Lectures pour tous : Maurice Maeterlinck
« Ce couple mélancolique, à perpétuité confiné dans une cellule oblongue, est exclusivement chargé de la reproduction. Le roi, sorte de prince consort, est minable, petit, chétif, timide, furtif, toujours caché sous la reine. Cette reine représente la plus monstrueuse hypertrophie abdominable que l’on trouve dans le monde des insectes où cependant la nature n’est pas avare de monstruosités. Elle n’est qu’un gigantesque ventre gonflé d’œufs à en crever, absolument comparable à un boudin blanc d’où émergent à peine une tête et un corselet minuscules, pareils à un bout d’épingle noire fiché dans un saucisson de mie de pain. N'ayant d'insignifiantes petites pattes qu'au corselet noyé dans la graisse, la reine est absolument incapable du moindre mouvement. Elle pond en moyenne un œuf par seconde, c'est-à-dire plus de 86.000 en vingt-quatre heures et de trente millions par an. [...] Sous une voûte ténébreuse, basse et colossale si on la compare à la taille normale de l’insecte, l’emplissant presque tout entière, s’allonge, comme une baleine entourée de crevettes, l’énorme masse grasse, molle, inerte et blanchâtre de l’effroyable idole.
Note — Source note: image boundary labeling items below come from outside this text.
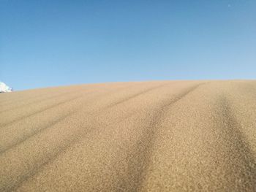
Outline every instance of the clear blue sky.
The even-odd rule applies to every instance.
[[[255,79],[256,1],[0,0],[0,80]]]

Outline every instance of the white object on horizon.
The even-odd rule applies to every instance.
[[[12,92],[12,88],[0,81],[0,93]]]

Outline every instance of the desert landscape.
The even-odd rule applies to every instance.
[[[256,81],[0,94],[0,191],[255,191]]]

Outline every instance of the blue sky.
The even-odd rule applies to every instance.
[[[255,79],[255,0],[0,0],[0,80]]]

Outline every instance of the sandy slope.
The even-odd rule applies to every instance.
[[[256,81],[0,94],[0,191],[256,191]]]

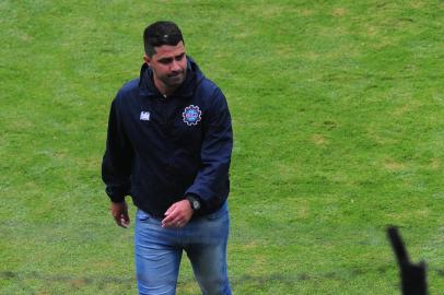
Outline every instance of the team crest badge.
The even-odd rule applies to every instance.
[[[184,122],[188,126],[196,126],[198,122],[200,122],[202,111],[199,109],[198,106],[190,105],[187,106],[182,113],[182,117],[184,118]]]

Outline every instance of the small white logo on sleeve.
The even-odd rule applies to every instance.
[[[140,120],[141,121],[149,121],[150,120],[150,111],[140,111]]]

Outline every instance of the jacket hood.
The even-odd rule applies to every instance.
[[[191,97],[195,88],[200,84],[203,78],[205,75],[197,63],[192,58],[187,56],[187,75],[184,83],[174,92],[174,95],[184,98]],[[153,82],[153,71],[147,63],[143,63],[140,69],[139,90],[142,96],[161,95]]]

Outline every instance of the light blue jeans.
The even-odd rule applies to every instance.
[[[182,228],[163,228],[161,221],[138,210],[135,248],[139,294],[174,295],[185,250],[205,295],[230,295],[226,241],[230,217],[226,203],[217,212]]]

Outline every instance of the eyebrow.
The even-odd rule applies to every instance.
[[[180,55],[177,55],[175,57],[165,57],[159,59],[159,62],[171,62],[173,59],[182,59],[185,56],[185,52],[182,52]]]

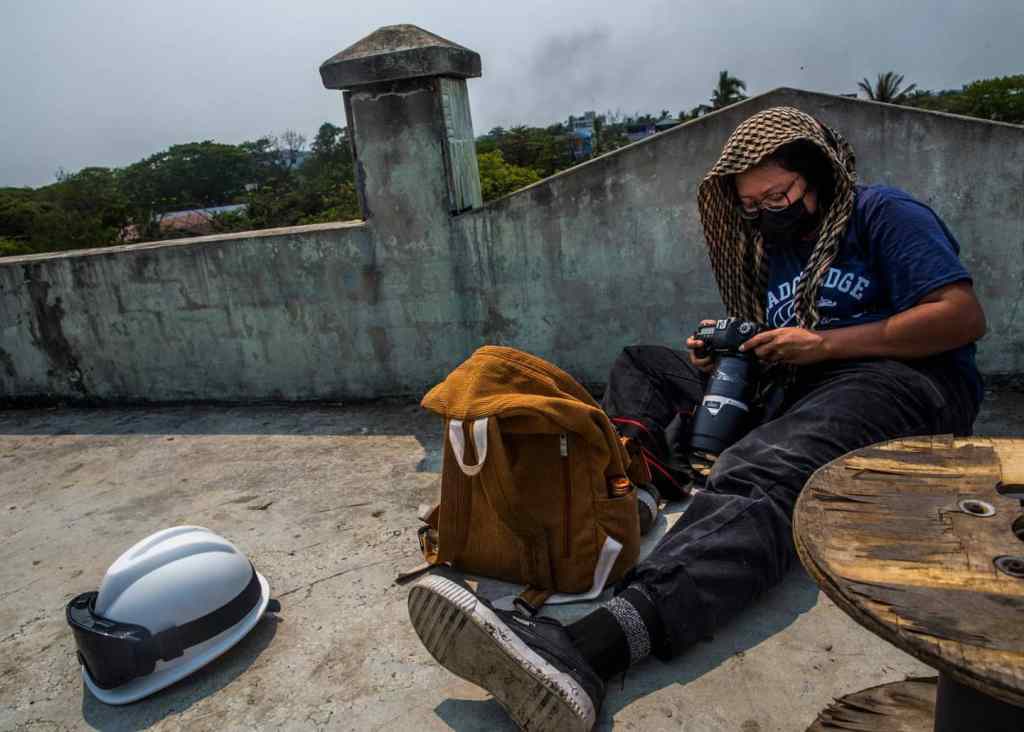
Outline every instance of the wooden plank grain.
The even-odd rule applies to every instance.
[[[893,440],[818,470],[794,515],[801,561],[873,633],[1006,701],[1024,704],[1024,579],[993,560],[1024,555],[1013,531],[1024,440]],[[995,514],[961,508],[983,501]]]

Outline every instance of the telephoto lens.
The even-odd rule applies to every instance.
[[[739,346],[764,331],[756,322],[728,318],[699,329],[694,338],[703,342],[700,355],[717,357],[703,399],[693,415],[690,462],[707,475],[726,447],[743,435],[750,424],[750,402],[757,389],[758,359]]]

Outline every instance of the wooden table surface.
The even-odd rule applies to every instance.
[[[859,623],[1024,705],[1022,499],[1024,439],[894,440],[811,476],[794,537],[804,566]],[[1008,574],[999,557],[1022,561],[1000,560]]]

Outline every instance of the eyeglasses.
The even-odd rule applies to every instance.
[[[786,187],[784,192],[768,193],[768,196],[764,197],[753,206],[748,207],[742,201],[739,201],[737,206],[739,209],[739,215],[744,219],[753,220],[760,216],[762,211],[778,212],[788,208],[795,201],[798,201],[804,193],[807,192],[805,186],[804,191],[800,196],[796,197],[793,201],[790,201],[790,191],[793,190],[793,186],[796,185],[797,181],[800,179],[801,178],[798,175],[790,181],[790,185]]]

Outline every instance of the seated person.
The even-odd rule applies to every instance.
[[[786,374],[781,403],[721,454],[615,597],[577,622],[499,610],[437,576],[412,590],[414,626],[438,662],[524,728],[589,730],[608,679],[683,653],[778,583],[795,557],[797,497],[825,463],[882,440],[971,433],[985,317],[928,206],[856,185],[839,133],[776,107],[732,133],[698,208],[726,309],[770,329],[743,347]],[[603,406],[624,433],[652,440],[664,492],[685,479],[681,422],[711,368],[662,346],[627,348],[612,367]]]

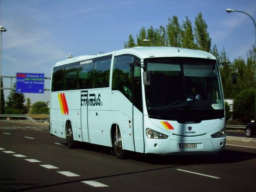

Des milliers d’adorateurs la caressent et la lèchent sans arrêt, mais non point sans intérêt, car l’exsudation royale paraît avoir un attrait tel que les petits soldats de la garde ont fort à faire d’empêcher les plus zélés d’emporter quelque morceau de la divine peau afin d’assouvir leur amour ou leur appétit. Aussi les vieilles reines sont-elles cousues de glorieuses cicatrices et semblent rapiécées. »
Maurice Maeterlinck, La vie des termites, 1926.